Network Working Group | F. L. Templin, Ed. |
Internet-Draft | Boeing Research & Technology |
Intended status: Informational | June 23, 2012 |
Expires: December 23, 2012 |
Generic Tunnel MTU Determination
draft-generic-v6ops-tunmtu-06.txt
The Maximum Transmission Unit (MTU) for popular IP-within-IP tunnels is currently recommended to be set to 1500 (or less) minus the length of the encapsulation headers when static MTU determination is used. This requires the tunnel ingress to either fragment any IP packet larger than the MTU or drop the packet and return an ICMP Packet Too Big (PTB) message. Concerns for operational issues with Path MTU Discovery (PMTUD) point to the possibility of MTU-related black holes when a packet is dropped due to an MTU restriction. The current "Internet cell size" is effectively 1500 bytes (i.e., the minimum MTU configured by the vast majority of links in the Internet) and should therefore also be the minimum MTU assigned to tunnels, but the desired end state is full accommodation of MTU diversity. This document therefore presents a method to boost the tunnel MTU to larger values.
This Internet-Draft is submitted in full conformance with the provisions of BCP 78 and BCP 79.
Internet-Drafts are working documents of the Internet Engineering Task Force (IETF). Note that other groups may also distribute working documents as Internet-Drafts. The list of current Internet- Drafts is at http://datatracker.ietf.org/drafts/current/.
Internet-Drafts are draft documents valid for a maximum of six months and may be updated, replaced, or obsoleted by other documents at any time. It is inappropriate to use Internet-Drafts as reference material or to cite them other than as "work in progress."
This Internet-Draft will expire on December 23, 2012.
Copyright (c) 2012 IETF Trust and the persons identified as the document authors. All rights reserved.
This document is subject to BCP 78 and the IETF Trust's Legal Provisions Relating to IETF Documents (http://trustee.ietf.org/license-info) in effect on the date of publication of this document. Please review these documents carefully, as they describe your rights and restrictions with respect to this document. Code Components extracted from this document must include Simplified BSD License text as described in Section 4.e of the Trust Legal Provisions and are provided without warranty as described in the Simplified BSD License.

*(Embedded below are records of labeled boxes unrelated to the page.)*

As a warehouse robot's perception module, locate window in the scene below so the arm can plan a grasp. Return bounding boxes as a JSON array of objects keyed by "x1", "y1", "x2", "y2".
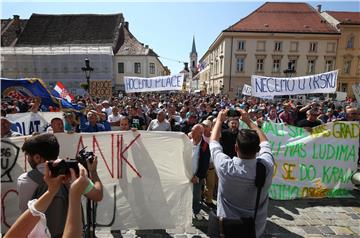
[
  {"x1": 346, "y1": 36, "x2": 355, "y2": 49},
  {"x1": 149, "y1": 63, "x2": 155, "y2": 74},
  {"x1": 290, "y1": 41, "x2": 299, "y2": 52},
  {"x1": 325, "y1": 60, "x2": 334, "y2": 72},
  {"x1": 308, "y1": 59, "x2": 315, "y2": 74},
  {"x1": 287, "y1": 59, "x2": 296, "y2": 70},
  {"x1": 326, "y1": 42, "x2": 335, "y2": 53},
  {"x1": 118, "y1": 62, "x2": 124, "y2": 74},
  {"x1": 256, "y1": 41, "x2": 265, "y2": 51},
  {"x1": 238, "y1": 41, "x2": 245, "y2": 51},
  {"x1": 344, "y1": 60, "x2": 351, "y2": 74},
  {"x1": 273, "y1": 59, "x2": 280, "y2": 73},
  {"x1": 256, "y1": 59, "x2": 264, "y2": 72},
  {"x1": 220, "y1": 58, "x2": 223, "y2": 74},
  {"x1": 309, "y1": 42, "x2": 317, "y2": 52},
  {"x1": 274, "y1": 41, "x2": 282, "y2": 51},
  {"x1": 236, "y1": 58, "x2": 245, "y2": 72},
  {"x1": 134, "y1": 62, "x2": 141, "y2": 74}
]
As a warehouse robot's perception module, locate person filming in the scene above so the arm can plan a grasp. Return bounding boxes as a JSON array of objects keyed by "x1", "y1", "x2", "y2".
[{"x1": 208, "y1": 109, "x2": 274, "y2": 237}]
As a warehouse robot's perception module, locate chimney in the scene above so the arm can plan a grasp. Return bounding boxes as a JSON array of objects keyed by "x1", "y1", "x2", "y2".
[{"x1": 316, "y1": 4, "x2": 321, "y2": 12}]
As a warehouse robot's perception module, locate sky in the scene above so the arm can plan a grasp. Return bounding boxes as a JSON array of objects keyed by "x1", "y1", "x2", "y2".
[{"x1": 1, "y1": 0, "x2": 360, "y2": 74}]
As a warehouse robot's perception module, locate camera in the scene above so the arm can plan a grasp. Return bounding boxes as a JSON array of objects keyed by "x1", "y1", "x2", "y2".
[
  {"x1": 48, "y1": 147, "x2": 95, "y2": 177},
  {"x1": 227, "y1": 109, "x2": 241, "y2": 117}
]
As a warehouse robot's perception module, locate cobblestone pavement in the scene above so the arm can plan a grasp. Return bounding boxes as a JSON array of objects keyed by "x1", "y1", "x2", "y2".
[{"x1": 96, "y1": 190, "x2": 360, "y2": 238}]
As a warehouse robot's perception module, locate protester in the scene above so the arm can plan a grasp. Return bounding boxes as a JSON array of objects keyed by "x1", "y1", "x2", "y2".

The Maximum Transmission Unit (MTU) for popular IP-within-IP tunnels is currently recommended to be set to 1500 (or less) minus the length of the encapsulation headers when static MTU determination is used. This requires the tunnel ingress to either fragment any IP packet larger than the MTU or drop the packet and return an ICMP Packet Too Big (PTB) message [RFC0791][RFC2460]. Concerns for operational issues with Path MTU Discovery (PMTUD) [RFC1191][RFC1981] point to the possibility of MTU-related black holes when a packet is dropped due to an MTU restriction. The current "Internet cell size" is effectively 1500 bytes (i.e., the minimum MTU configured by the vast majority of links in the Internet) and should therefore also be the minimum MTU assigned to tunnels, but the desired end state is full accommodation of MTU diversity. This document therefore presents a method to boost the tunnel MTU to larger values.

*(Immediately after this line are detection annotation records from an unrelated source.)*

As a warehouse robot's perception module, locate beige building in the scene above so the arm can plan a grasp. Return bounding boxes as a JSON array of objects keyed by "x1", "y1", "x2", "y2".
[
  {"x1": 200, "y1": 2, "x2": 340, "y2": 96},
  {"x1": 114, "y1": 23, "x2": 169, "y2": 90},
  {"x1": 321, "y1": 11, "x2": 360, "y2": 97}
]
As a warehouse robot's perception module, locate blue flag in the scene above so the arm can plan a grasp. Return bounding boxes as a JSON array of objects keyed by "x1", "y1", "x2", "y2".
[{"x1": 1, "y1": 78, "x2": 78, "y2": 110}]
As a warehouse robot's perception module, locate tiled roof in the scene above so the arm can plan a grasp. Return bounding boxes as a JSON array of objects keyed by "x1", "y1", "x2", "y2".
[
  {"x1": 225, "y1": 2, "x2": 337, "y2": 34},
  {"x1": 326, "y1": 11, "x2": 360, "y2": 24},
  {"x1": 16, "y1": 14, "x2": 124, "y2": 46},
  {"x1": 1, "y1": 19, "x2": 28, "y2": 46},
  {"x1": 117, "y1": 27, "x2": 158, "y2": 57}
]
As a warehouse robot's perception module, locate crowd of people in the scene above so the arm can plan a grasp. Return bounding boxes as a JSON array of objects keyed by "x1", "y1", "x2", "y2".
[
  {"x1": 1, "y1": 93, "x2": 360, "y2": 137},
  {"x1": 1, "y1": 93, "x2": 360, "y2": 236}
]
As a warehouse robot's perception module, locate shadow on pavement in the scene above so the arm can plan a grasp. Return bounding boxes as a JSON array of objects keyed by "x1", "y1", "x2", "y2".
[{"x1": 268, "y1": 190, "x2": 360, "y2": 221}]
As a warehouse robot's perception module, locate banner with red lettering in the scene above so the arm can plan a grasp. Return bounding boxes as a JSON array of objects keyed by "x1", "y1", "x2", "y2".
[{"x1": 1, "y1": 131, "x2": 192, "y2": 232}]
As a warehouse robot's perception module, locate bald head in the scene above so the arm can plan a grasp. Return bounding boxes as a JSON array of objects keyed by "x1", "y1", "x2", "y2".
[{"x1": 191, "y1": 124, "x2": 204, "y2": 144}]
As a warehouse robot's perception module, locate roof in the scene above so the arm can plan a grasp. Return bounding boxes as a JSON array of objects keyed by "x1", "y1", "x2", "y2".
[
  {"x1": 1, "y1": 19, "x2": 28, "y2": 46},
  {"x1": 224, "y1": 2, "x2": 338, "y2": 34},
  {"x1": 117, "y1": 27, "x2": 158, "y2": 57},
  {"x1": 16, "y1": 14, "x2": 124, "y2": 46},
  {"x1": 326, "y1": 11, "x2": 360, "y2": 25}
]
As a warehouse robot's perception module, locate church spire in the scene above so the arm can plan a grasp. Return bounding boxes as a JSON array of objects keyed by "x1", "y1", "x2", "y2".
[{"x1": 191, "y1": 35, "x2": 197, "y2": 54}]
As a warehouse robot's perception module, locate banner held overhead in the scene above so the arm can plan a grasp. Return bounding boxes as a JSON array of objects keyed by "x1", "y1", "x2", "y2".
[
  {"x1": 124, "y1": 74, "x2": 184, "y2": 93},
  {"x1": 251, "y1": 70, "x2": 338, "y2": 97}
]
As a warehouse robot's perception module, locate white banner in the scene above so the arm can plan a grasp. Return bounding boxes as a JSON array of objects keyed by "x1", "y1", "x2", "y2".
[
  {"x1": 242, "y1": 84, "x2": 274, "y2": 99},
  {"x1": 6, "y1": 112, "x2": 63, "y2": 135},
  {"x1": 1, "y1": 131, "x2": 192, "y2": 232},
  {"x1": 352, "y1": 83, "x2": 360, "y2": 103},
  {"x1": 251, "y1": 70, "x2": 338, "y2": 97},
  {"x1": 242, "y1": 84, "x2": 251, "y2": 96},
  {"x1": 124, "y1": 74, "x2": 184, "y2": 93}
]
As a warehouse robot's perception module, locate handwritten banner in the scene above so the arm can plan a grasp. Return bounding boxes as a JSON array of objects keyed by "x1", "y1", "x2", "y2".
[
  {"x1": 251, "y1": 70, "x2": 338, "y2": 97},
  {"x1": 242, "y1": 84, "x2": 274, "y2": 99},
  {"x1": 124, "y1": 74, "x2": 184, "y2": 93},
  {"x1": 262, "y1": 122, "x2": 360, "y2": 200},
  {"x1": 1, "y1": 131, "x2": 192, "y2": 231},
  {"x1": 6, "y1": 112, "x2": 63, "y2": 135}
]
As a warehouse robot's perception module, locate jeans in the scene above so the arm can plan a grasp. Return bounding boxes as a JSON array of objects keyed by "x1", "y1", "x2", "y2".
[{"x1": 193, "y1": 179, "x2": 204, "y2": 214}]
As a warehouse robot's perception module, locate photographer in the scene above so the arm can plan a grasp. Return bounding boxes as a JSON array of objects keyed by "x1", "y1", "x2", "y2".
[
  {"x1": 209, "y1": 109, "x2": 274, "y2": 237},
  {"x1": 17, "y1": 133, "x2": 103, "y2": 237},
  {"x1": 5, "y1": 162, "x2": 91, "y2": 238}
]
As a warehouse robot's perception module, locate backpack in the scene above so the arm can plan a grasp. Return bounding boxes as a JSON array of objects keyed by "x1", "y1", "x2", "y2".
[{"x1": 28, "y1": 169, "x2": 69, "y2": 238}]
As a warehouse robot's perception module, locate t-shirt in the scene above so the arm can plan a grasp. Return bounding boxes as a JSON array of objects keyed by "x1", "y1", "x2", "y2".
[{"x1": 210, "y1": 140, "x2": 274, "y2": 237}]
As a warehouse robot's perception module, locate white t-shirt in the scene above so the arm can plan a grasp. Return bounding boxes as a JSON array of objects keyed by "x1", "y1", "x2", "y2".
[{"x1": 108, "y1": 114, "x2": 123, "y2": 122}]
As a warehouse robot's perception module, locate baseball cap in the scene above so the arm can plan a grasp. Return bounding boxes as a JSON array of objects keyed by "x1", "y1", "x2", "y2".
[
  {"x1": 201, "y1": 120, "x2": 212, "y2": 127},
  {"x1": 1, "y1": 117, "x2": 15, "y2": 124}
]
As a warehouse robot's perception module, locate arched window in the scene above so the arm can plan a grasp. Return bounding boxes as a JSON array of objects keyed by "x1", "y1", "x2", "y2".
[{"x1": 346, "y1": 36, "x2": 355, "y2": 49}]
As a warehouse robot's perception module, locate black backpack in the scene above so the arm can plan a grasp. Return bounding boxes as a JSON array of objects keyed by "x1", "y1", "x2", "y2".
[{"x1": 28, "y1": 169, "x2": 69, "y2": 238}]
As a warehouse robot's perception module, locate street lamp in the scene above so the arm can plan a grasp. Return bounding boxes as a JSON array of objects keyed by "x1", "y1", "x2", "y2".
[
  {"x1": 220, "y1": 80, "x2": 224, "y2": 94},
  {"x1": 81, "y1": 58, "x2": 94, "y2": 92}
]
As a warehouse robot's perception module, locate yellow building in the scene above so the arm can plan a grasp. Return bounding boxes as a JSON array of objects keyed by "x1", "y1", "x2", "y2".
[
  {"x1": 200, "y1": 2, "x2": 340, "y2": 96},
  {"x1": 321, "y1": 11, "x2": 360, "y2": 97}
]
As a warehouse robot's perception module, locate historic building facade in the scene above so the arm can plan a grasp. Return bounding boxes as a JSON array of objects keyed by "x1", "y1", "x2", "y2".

Pushing the tunnel MTU to 1500 bytes or beyond is met with the challenge that the addition of encapsulation headers would cause an inner IP packet that is 1500 byte (or slightly less) to appear as a slightly larger than 1500 byte outer IP packet on the wire, where it may be too large to traverse a link on the path in one piece. One alternative is to perform IP fragmentation on the outer IP packet following encapsulation, however existing tunneling protocols do not require the egress to reassemble packets as large as 1500 bytes plus the size of the encapsulation headers. The tunnel ingress therefore has no way of knowing whether the egress can reassemble larger sizes. In the case of fragmentable packets, the tunnel ingress can instead perform IP fragmentation on the inner packet before encapsulating each fragment in outer headers. Considerations for both inner and outer fragmentation are presented in the following sections. A third alternative known as tunnel fragmentation is also given.
Existing tunneling protocols have by and large relied on PMTUD in order to provide necessary packet size feedback to the original source. When an IP tunnel configures an MTU smaller than 1500 bytes, packets that are small enough to traverse earlier links in the path toward the final destination may be dropped at the tunnel ingress with a PTB message returned to the original source. However, operational experience has shown that the PTB messages can be lost in the network due to filtering in which case the source does not receive notification of the loss. It is therefore highly desirable that the tunnel configure an MTU of at least 1500 bytes, even though encapsulation would cause the tunneled packet to be larger than 1500 bytes.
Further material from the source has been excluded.